Doch schnell wurde mir klar, dass es ein kleines Problem gibt: Eisbären. Die größten Landraubtiere der Erde, und die einzigen, die Menschen aktiv jagen, sind dort heimisch. Aus diesem Grund darf man die wenigen Ortschaften nicht ohne Schusswaffe und entsprechenden Waffenschein verlassen. So viel also zu meinem ursprünglichen Plan.

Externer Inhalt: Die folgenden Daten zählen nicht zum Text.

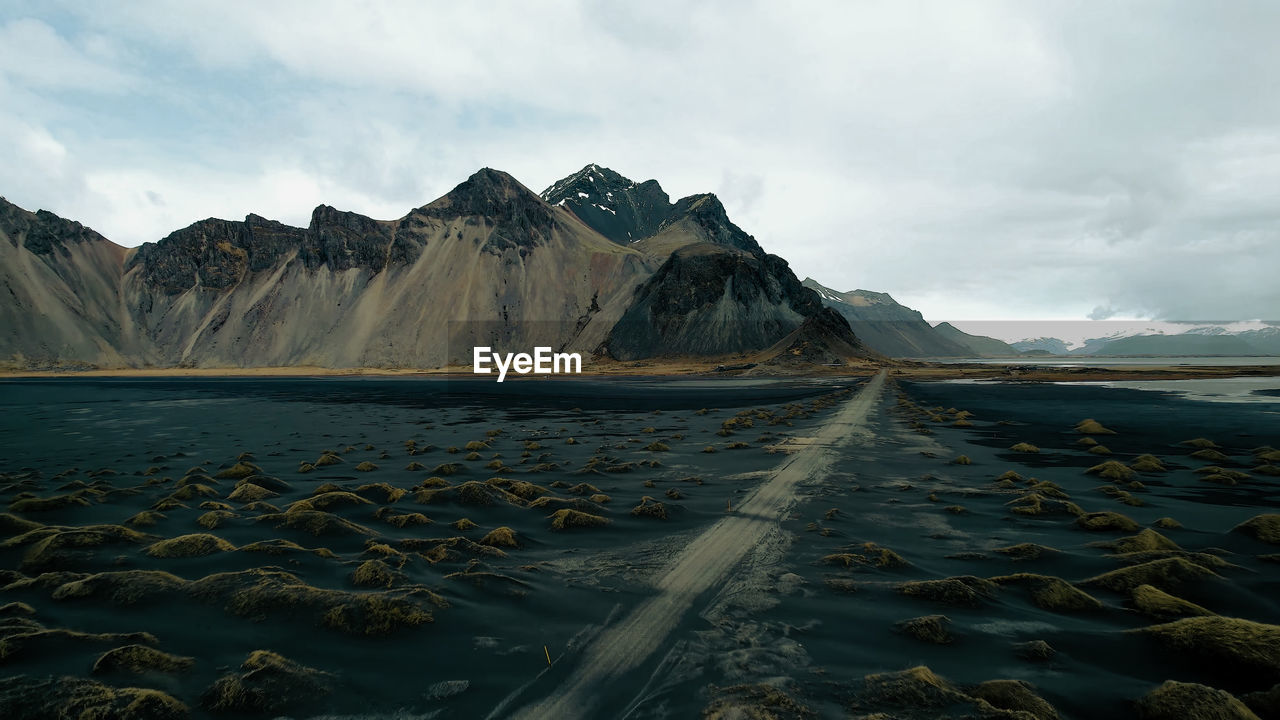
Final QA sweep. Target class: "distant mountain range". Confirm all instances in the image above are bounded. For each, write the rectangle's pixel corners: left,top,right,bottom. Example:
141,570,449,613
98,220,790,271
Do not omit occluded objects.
1012,325,1280,356
0,165,879,368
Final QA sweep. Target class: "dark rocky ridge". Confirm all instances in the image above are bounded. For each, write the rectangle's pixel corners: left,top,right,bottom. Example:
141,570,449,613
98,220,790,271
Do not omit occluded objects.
541,163,764,255
0,167,880,368
0,197,106,256
603,243,861,360
804,278,973,357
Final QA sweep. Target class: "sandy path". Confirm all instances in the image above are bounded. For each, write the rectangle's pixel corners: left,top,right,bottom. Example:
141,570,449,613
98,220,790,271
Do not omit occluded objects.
503,370,884,720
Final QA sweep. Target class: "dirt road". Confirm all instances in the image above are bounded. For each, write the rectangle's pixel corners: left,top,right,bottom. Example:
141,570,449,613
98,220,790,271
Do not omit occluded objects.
502,370,884,720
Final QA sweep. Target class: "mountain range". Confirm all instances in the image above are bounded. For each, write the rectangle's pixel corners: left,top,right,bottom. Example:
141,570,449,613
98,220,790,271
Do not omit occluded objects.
0,164,887,368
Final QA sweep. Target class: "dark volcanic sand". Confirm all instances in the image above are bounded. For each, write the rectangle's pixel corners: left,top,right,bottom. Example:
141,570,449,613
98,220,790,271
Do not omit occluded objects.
0,371,1280,717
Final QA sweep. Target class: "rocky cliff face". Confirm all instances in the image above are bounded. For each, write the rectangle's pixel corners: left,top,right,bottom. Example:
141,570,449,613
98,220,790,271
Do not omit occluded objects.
0,167,880,368
804,278,972,357
0,197,136,368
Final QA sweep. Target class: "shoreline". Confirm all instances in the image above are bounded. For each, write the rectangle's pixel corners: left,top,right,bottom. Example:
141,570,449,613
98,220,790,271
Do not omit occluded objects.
0,360,1280,383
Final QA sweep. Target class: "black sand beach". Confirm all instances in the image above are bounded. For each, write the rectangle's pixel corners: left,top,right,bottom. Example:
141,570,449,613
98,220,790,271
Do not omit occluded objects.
0,378,1280,717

Immer wieder habe ich recherchiert, wie teuer es wäre, einen Waffenschein zu machen, um ein Gewehr leihen zu können. Oder vielleicht doch einen Guide zu engagieren, der die nötige Ausrüstung mitführt. Leider stellte sich beides als unbezahlbar heraus. Zudem fiel mir auf, dass es kaum Bilder von Spitzbergen gibt, abgesehen von den wenigen Ortschaften und einigen Aufnahmen weiter im Landesinneren. Das liegt an der Verkehrssituation: Straßen gibt es fast keine, und um die wildromantischen Gegenden im Hinterland zu erreichen, benötigt man ein Schiff. Hinzu kommen strenge Naturschutzauflagen und andere Einschränkungen. All diese Umstände machten Spitzbergen für mich unerreichbar.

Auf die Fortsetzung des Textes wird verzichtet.